Kimberley Graves, the system’s chief of school support, said plans to address achievement gaps include the creation of “consultation teams” to provide targeted support to individual schools.
The goal is to see every student live up to potential, she said.
“We’re working really closely to align our efforts … to demystify this notion that students who are not typical, or who require additional supports, aren’t capable of achieving at extremely high levels,” Graves said.
A number of School Board members zeroed in on specific aspects of the results, with Kathleen Clark asking about challenges facing students with disabilities and Zuraya Tapia-Hadley asking about support for English-language learners.
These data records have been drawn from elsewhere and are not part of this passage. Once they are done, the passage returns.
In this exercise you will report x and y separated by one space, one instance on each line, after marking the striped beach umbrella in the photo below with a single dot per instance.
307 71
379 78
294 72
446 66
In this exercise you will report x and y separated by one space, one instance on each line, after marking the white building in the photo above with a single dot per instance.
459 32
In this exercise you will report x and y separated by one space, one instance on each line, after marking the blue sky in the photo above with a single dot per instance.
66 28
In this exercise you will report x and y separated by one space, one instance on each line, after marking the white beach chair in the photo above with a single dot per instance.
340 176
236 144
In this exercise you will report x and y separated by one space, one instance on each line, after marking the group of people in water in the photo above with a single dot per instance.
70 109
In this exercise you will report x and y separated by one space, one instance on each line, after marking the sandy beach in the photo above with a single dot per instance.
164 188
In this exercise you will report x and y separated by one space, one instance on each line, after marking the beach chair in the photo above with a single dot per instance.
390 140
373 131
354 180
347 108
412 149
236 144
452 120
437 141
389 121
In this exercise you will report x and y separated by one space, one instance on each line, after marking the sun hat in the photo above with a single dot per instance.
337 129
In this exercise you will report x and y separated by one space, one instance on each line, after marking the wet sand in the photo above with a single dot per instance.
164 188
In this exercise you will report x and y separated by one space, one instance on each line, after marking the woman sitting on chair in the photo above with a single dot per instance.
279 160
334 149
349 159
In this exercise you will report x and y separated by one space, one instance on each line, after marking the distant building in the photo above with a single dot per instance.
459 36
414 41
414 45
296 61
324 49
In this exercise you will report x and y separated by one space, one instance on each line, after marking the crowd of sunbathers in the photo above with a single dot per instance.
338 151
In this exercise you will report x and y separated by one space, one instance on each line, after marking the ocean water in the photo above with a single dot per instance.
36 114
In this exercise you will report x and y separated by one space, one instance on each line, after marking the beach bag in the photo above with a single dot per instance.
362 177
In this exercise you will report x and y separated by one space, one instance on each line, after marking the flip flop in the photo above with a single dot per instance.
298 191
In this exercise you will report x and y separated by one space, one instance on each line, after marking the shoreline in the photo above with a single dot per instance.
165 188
Among sub-groups, year-over-year results were mixed, but APS officials pointed to improvements in some areas:
- Black students: Pass rates increased in science, social studies and writing
- Hispanic students: Pass rates increased in math and writing
- English-language learners: Pass rates increased in math and writing
- Students with disabilities: Pass rates increased in science and writing
“We’re trying to leave no stone unturned” in determining future strategies, Mann said. But he acknowledged “it’s not as easy as for us to say ‘this worked and this didn’t.’ We really need to target what we’re doing and who we’re working with.”
One of the challenges in tracking performance over time is that the Virginia Department of Education revamps tests on a regular basis.
“Traditionally when we’ve introduced and tested new standards, we across the state see a dip in performance,” Mann said.